HD DVD Chief Backer Toshiba Joins Blu-ray Camp
Toshiba, the prime proponent of the defunct HD DVD format for HD video discs, ended weeks of online speculation by acknowledging this week (Aug. 10) that it will soon join its CE competitors in manufacturing Blu-ray products, notably players and laptops.
As part of the firm's hesitant nod that its proposed 1080p standard was bested in the marketplace by Blu-ray (a turning point that occurred nearly a year and a half ago), Toshiba said it will soon add its name to the Blu-ray Disc Association.
For more than a year, a lot of CE bloggers and other industry observers speculated that Toshiba wanted to leapfrog Blu-ray by quickly introducing a newer, superior disc standard.
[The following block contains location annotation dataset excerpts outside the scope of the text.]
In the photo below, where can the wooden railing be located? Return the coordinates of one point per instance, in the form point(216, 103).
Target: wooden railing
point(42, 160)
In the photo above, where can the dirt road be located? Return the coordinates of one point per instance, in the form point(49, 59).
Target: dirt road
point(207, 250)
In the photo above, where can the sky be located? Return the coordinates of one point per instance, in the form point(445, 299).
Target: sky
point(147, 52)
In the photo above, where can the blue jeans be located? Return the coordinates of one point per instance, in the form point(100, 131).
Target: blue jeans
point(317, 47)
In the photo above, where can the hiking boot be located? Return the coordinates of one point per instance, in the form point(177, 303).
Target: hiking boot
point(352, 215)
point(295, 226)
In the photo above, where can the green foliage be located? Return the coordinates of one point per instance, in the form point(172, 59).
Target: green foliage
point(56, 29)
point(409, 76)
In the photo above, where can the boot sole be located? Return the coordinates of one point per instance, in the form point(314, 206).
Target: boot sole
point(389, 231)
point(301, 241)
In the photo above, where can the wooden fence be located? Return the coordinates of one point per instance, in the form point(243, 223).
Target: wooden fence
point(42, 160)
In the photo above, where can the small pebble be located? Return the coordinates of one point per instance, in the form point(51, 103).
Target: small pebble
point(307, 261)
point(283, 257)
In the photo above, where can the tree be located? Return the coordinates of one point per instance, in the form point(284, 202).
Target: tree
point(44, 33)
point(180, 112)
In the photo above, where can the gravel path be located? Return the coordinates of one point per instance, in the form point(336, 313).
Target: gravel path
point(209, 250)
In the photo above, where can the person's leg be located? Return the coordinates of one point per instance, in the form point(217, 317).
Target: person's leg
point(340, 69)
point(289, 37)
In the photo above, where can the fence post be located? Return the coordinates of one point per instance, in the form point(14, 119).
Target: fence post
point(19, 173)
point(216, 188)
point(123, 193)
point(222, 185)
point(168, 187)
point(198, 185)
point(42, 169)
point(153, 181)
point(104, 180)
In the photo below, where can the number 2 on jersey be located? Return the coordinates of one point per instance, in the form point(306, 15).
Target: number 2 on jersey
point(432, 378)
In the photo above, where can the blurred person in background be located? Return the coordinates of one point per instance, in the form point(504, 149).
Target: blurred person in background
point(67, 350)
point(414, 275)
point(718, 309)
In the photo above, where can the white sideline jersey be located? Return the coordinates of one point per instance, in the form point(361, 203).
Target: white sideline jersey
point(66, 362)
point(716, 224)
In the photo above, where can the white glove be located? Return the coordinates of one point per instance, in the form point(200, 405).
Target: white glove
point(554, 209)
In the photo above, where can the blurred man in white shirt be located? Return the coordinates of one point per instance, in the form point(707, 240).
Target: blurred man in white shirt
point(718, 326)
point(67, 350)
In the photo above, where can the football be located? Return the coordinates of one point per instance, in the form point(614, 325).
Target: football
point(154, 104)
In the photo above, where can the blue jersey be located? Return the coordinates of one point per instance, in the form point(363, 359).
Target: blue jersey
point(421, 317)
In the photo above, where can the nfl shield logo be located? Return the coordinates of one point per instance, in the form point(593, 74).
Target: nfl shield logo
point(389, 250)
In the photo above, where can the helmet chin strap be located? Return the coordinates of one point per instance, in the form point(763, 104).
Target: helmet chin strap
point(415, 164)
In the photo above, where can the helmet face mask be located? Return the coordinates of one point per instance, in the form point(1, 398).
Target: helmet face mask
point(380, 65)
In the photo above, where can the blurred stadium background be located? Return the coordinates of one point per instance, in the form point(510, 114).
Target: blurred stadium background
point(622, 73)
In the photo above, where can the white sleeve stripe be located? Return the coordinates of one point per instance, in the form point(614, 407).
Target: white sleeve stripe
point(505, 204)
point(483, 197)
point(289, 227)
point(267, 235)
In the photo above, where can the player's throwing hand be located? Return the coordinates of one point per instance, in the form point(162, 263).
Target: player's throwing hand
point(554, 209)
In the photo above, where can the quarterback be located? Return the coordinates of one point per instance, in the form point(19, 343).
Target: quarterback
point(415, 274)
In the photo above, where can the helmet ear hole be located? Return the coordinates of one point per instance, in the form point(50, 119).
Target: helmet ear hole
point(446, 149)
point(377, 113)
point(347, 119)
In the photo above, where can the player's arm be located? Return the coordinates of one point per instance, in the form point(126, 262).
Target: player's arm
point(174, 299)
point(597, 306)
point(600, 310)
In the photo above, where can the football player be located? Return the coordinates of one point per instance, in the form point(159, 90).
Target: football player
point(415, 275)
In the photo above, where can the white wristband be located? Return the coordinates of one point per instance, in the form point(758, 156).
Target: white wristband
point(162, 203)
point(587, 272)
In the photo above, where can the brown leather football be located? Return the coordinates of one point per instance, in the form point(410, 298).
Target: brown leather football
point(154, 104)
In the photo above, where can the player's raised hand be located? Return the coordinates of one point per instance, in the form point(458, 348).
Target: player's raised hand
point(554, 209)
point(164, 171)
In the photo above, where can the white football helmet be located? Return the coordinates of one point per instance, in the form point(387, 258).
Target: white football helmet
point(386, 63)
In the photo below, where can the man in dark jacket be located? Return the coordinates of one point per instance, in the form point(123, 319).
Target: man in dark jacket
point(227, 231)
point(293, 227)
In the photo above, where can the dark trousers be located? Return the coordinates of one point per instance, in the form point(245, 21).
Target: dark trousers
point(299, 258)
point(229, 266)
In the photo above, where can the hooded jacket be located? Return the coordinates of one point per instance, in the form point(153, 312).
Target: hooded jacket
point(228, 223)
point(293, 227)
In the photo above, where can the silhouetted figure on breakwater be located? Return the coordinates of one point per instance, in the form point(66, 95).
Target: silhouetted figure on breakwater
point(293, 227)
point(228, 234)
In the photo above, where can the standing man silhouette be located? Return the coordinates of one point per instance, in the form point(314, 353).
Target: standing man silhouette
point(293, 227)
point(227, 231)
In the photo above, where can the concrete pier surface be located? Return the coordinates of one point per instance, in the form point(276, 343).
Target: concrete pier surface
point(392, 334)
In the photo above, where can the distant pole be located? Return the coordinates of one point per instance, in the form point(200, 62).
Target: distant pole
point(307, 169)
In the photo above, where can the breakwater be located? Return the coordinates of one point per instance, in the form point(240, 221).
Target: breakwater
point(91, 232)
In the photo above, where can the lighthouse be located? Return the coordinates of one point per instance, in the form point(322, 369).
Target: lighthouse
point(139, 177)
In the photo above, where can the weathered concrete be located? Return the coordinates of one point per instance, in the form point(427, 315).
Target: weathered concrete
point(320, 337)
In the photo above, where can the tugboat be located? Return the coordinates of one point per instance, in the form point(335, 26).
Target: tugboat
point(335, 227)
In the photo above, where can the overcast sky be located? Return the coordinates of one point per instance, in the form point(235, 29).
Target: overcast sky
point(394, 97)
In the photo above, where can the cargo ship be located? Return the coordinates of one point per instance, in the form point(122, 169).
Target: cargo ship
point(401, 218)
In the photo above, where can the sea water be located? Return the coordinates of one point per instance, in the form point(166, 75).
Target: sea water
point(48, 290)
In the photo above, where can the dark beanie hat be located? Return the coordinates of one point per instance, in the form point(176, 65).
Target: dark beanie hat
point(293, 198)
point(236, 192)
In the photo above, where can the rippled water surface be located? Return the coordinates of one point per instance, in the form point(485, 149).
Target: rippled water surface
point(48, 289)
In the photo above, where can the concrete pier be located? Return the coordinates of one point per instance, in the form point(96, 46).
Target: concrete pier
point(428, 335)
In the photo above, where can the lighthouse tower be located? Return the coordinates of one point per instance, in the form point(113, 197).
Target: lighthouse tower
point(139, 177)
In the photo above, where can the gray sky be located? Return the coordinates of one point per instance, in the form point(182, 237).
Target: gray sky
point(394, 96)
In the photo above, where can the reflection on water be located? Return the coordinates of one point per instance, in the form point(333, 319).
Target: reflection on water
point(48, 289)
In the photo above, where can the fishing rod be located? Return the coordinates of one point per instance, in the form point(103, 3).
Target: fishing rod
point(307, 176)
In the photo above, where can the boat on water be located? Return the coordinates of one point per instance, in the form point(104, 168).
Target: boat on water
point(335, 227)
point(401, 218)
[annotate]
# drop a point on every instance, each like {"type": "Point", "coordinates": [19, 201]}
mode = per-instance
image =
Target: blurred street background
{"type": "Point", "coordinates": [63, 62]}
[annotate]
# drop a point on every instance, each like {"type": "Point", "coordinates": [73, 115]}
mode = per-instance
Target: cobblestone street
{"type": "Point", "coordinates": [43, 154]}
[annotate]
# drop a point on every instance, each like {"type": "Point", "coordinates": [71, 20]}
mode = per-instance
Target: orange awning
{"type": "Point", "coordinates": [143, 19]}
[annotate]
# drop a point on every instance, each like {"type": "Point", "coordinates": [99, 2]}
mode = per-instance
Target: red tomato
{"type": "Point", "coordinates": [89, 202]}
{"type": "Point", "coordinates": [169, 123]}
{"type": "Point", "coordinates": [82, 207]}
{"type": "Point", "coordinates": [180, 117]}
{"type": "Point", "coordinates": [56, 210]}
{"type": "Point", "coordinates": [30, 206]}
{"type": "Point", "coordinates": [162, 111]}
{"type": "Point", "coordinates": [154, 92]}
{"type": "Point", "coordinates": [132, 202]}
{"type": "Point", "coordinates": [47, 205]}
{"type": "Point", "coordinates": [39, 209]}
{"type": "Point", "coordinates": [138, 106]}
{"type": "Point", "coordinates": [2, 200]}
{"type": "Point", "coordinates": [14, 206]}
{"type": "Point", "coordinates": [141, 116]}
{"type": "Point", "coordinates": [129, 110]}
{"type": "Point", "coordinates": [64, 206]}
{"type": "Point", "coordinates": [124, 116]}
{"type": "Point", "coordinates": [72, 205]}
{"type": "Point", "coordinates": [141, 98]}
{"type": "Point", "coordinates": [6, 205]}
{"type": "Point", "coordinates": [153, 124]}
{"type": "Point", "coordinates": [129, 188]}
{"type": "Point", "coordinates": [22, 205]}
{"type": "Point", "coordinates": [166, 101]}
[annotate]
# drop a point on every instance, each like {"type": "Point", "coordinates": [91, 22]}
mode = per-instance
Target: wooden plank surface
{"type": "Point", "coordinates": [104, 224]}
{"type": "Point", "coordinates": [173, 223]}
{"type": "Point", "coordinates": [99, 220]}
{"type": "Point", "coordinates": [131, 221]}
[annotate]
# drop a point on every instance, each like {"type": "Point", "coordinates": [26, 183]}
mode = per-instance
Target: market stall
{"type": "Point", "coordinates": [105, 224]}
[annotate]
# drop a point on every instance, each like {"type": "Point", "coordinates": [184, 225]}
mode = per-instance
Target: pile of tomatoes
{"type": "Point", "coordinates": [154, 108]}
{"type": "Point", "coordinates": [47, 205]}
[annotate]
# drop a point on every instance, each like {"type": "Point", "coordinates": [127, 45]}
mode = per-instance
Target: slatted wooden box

Whether that strategy might still continue behind closed lab doors (if indeed it ever existed) is anyone's guess.
Toshiba was pressured into pursuing what many considered the inevitable — accepting Blu-ray as the lone HD disc standard — by both a growing awareness that Blu-ray continues to grow, and the fact that the firm lost about $3.5 billion in its last fiscal year (its biggest one-year loss on record).
Yet HD DVD will live on, at least in part, in one country that has declared its own HD disc "standard" for its potential 1.3 billion consumers. China's CBHD format relies partly on HD DVD technology (HD Notebook, Aug. 5, 2009).